Les principales dispositions de ce projet de loi relevant de la compétence de mon ministère visent essentiellement trois objectifs : consacrer et renforcer le rôle du ministère public dans la prévention de la délinquance ; diversifier les réponses judiciaires selon les infractions afin de mieux prévenir leur renouvellement ; enfin, mieux prévenir la délinquance des mineurs.

J'examinerai ces trois points successivement.

Premièrement, il nous faut d'abord consacrer et renforcer le rôle du ministère public dans la prévention de la délinquance.

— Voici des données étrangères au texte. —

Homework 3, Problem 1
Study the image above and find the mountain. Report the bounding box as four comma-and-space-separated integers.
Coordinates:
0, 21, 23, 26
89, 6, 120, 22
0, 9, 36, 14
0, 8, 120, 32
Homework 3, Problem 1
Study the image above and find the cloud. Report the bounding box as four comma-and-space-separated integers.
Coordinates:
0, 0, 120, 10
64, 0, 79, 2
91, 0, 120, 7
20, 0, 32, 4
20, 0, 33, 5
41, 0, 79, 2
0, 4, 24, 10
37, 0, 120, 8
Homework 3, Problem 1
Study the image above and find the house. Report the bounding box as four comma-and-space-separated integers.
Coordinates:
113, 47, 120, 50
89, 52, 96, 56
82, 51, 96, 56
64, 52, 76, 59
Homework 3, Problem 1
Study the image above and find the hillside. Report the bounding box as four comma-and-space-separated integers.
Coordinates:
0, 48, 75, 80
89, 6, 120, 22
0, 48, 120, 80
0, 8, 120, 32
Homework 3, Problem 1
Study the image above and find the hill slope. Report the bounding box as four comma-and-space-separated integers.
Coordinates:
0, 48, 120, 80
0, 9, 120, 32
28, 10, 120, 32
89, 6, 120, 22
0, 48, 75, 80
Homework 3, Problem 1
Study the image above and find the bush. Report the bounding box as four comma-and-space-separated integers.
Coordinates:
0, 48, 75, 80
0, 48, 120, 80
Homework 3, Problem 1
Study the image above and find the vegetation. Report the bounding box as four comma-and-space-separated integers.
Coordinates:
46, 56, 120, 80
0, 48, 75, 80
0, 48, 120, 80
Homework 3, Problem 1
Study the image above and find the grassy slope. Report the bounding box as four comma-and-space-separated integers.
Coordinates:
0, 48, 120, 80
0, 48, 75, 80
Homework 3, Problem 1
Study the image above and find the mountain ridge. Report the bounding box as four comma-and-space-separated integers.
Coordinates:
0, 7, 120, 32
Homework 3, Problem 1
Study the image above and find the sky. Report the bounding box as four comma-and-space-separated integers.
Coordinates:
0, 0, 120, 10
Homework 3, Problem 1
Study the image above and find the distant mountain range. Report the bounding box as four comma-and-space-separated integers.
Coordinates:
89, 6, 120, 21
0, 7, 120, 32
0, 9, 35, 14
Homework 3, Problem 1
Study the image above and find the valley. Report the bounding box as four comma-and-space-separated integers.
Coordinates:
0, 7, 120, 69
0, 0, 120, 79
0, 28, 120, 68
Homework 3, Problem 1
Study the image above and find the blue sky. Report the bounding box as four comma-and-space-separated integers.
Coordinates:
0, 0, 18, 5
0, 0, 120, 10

Nul ne conteste aujourd'hui le rôle essentiel de l'autorité judiciaire au côté des préfets et des maires en matière de prévention de la délinquance. Mais ce rôle ne résultant actuellement que de la pratique et de textes réglementaires, l'absence de dispositions législatives peut laisser accroire que l'autorité judiciaire n'intervient que de façon subsidiaire.

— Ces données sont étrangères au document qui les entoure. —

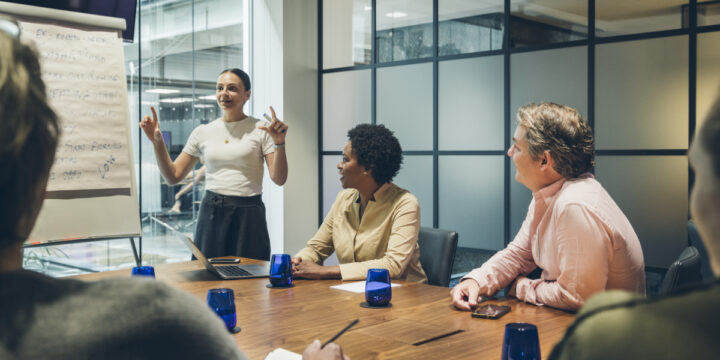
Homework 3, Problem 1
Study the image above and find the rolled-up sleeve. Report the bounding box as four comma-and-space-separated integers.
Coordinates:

Il convient donc de renforcer la cohérence des dispositifs judiciaires de prévention. Tel est l'objet des articles 4 et 5 du projet de loi, qui précisent notamment que le procureur général et le procureur de la République animent et coordonnent, dans le ressort de la cour d'appel et du tribunal de grande instance, la politique de prévention de la délinquance dans sa composante judiciaire.

Deuxièmement, il est nécessaire de diversifier les réponses judiciaires selon les infractions afin de mieux prévenir leur renouvellement.

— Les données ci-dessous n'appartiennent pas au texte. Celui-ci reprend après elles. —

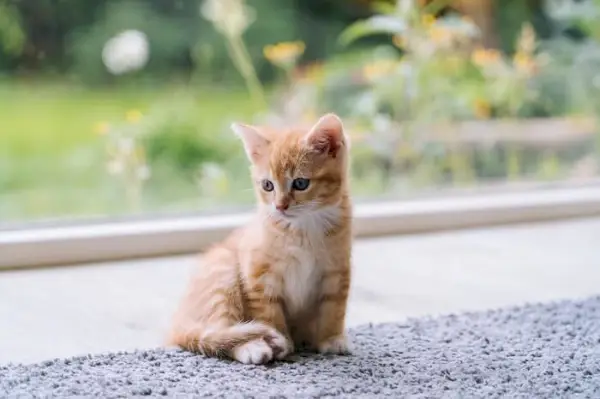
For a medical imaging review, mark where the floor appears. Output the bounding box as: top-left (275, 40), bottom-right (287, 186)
top-left (1, 217), bottom-right (599, 365)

Vous le savez, la lutte contre la récidive - notamment celle des criminels sexuels ou violents - est l'une de mes priorités. C'est l'objet de la loi du 12 décembre 2005 relative au traitement de la récidive des infractions pénales, que l'actualité nous invite malheureusement à compléter.

Une affaire récente a en effet montré l'incohérence des textes actuels. Alors qu'il avait exécuté une peine pour des faits similaires plus de dix ans auparavant, l'auteur d'un crime sexuel n'a pu être juridiquement considéré comme récidiviste parce que cette précédente condamnation avait été effacée de son casier judiciaire. C'est l'exemple que vient de citer M. le ministre d'État.

Il convient donc de faire en sorte que la loi garantisse effectivement la protection des Français en doublant le délai de réhabilitation pour les récidivistes et en maintenant les condamnations réhabilitées au bulletin n° 1 du casier judiciaire, accessibles aux seules juridictions, afin qu'elles puissent être prises en compte pour la récidive.

Le suivi des personnes inscrites au fichier judiciaire national automatisé des auteurs d'infractions sexuelles, le FIJAIS, doit lui aussi être encore amélioré s'agissant des criminels les plus dangereux. Je vous propose donc de prévoir la possibilité, pour les juridictions, d'imposer une présentation mensuelle devant les services de police, et non pas seulement semestrielle, dans les cas les plus graves.